Setelah Nakba dan pengusiran, para pemimpin Zionis saat itu perlu segera melegitimasi situasi yang menindas ini untuk mencegah kembalinya warga Palestina ke properti mereka setelah perang berakhir.
Mereka mendasarkan pembenaran tersebut pada campuran antara serangkaian mitos dan pernyataan “Alkitabiah” yang menyatakan bahwa setiap tanah yang “dijelajahi oleh orang Yahudi” atau “tempat mengalirnya darah” adalah miliknya, serta hukum dan undang-undang yang tidak adil yang dirancang khusus untuk menjarah properti yang ditinggalkan oleh pemiliknya secara paksa. Di antaranya adalah Undang-Undang Properti Orang Hilang yang dikeluarkan pada tahun 1950 dan Undang-Undang Pengambilan Tanah yang dikeluarkan pada tahun 1953, yang menjadi salah satu alat utama otoritas Israel dalam mengambil tanah milik Palestina sejak waktu Nakba.

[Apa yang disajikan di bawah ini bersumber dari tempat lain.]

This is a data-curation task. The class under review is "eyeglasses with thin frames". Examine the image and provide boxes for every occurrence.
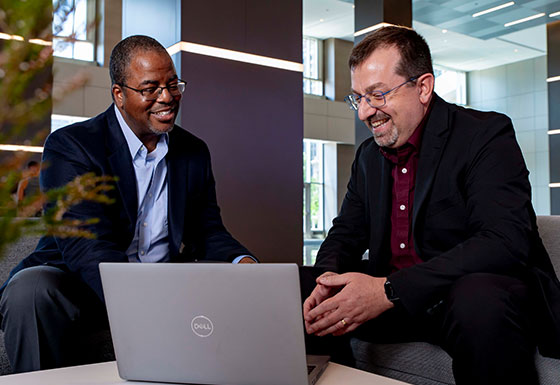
[120,80,187,101]
[344,76,418,111]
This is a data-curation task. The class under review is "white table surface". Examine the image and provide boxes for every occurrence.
[0,361,409,385]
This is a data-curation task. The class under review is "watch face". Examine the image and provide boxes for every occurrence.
[384,281,399,302]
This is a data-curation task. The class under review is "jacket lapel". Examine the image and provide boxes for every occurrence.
[166,127,187,257]
[412,95,451,235]
[105,106,138,229]
[368,145,393,271]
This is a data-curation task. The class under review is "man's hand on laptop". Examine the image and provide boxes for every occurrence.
[304,273,393,337]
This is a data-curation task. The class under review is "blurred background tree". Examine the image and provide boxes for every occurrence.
[0,0,113,256]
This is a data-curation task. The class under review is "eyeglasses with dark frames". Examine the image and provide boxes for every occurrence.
[344,76,418,111]
[120,80,187,101]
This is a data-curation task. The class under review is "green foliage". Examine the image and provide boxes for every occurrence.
[0,0,115,256]
[0,0,54,142]
[42,173,116,239]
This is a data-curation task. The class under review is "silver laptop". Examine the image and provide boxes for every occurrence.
[99,263,329,385]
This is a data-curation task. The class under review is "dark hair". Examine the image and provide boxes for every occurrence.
[348,25,433,79]
[109,35,168,86]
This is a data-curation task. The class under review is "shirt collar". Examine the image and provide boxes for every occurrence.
[114,104,169,161]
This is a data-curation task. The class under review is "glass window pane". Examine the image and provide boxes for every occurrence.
[434,66,466,105]
[310,79,323,96]
[310,142,323,183]
[303,141,310,182]
[303,37,312,78]
[53,37,73,59]
[53,0,94,62]
[74,40,94,61]
[302,37,323,96]
[303,239,323,266]
[53,0,75,37]
[310,183,324,231]
[308,39,318,79]
[303,37,319,80]
[303,78,311,95]
[303,139,325,239]
[74,0,87,40]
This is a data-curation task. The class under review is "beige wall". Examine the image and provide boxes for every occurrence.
[324,38,353,102]
[53,60,112,117]
[468,56,549,215]
[303,96,356,225]
[304,96,354,144]
[98,0,122,67]
[52,0,122,118]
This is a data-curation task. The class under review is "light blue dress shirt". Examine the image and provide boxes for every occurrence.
[115,106,253,264]
[115,106,169,263]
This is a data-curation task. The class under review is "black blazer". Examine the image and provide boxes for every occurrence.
[5,106,251,300]
[315,94,560,357]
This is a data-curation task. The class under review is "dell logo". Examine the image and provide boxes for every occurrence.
[194,323,212,330]
[191,315,214,337]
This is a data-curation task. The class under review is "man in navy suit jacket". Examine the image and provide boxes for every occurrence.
[0,35,253,373]
[302,26,560,385]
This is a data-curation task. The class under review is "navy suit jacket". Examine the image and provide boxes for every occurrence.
[5,106,251,300]
[315,94,560,357]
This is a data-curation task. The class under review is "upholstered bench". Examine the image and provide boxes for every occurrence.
[351,216,560,384]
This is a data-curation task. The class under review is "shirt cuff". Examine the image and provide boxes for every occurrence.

Penjaga properti yang dicuri memberikan keluarga tersebut sebuah rumah kosong untuk ditinggali. Pada akhir tahun 1959, keluarga tersebut membeli rumah ini seharga 16.500 lira, yang dianggap sebagai kesepakatan luar biasa untuk vila seluas 581 meter persegi di pusat kota, sementara sebuah apartemen tiga kamar di Bat Yam saat itu dijual seharga 32.000 lira.
Siapa Pemilik Sah?
Orang tua keluarga tersebut telah meninggal, dan rumah tersebut diwarisi oleh dua putra, di mana salah satunya menjual bagiannya sebesar 50% seharga 4,24 juta shekel, sementara saudara yang lain, yaitu Benjamin Netanyahu, mempertahankan setengah sisanya. Netanyahu baru-baru ini kembali menggunakan rumah tersebut, yang dianggap sebagai properti Palestina yang dicuri, dan diyakini bahwa pemilik sahnya adalah almarhum “Dr. Tawfiq Kanaan” dan para pewarisnya.
Dr. Tawfiq Kanaan adalah seorang dokter dan peneliti terkenal, dengan sejarah panjang dalam bidang kedokteran dan folkor Palestina. Keluarganya mengalami pencurian dan penghancuran selama Nakba, dan mereka tidak dapat kembali ke rumah mereka.
Sementara itu, keluarga Salem telah tinggal di Distrik Sheikh Jarrah selama 70 tahun, tetapi kini mereka menghadapi pengusiran dari rumah mereka untuk memberikan tempat bagi pemukim Yahudi, sebagai hasil dari serangkaian undang-undang diskriminatif yang diberlakukan oleh Zionis.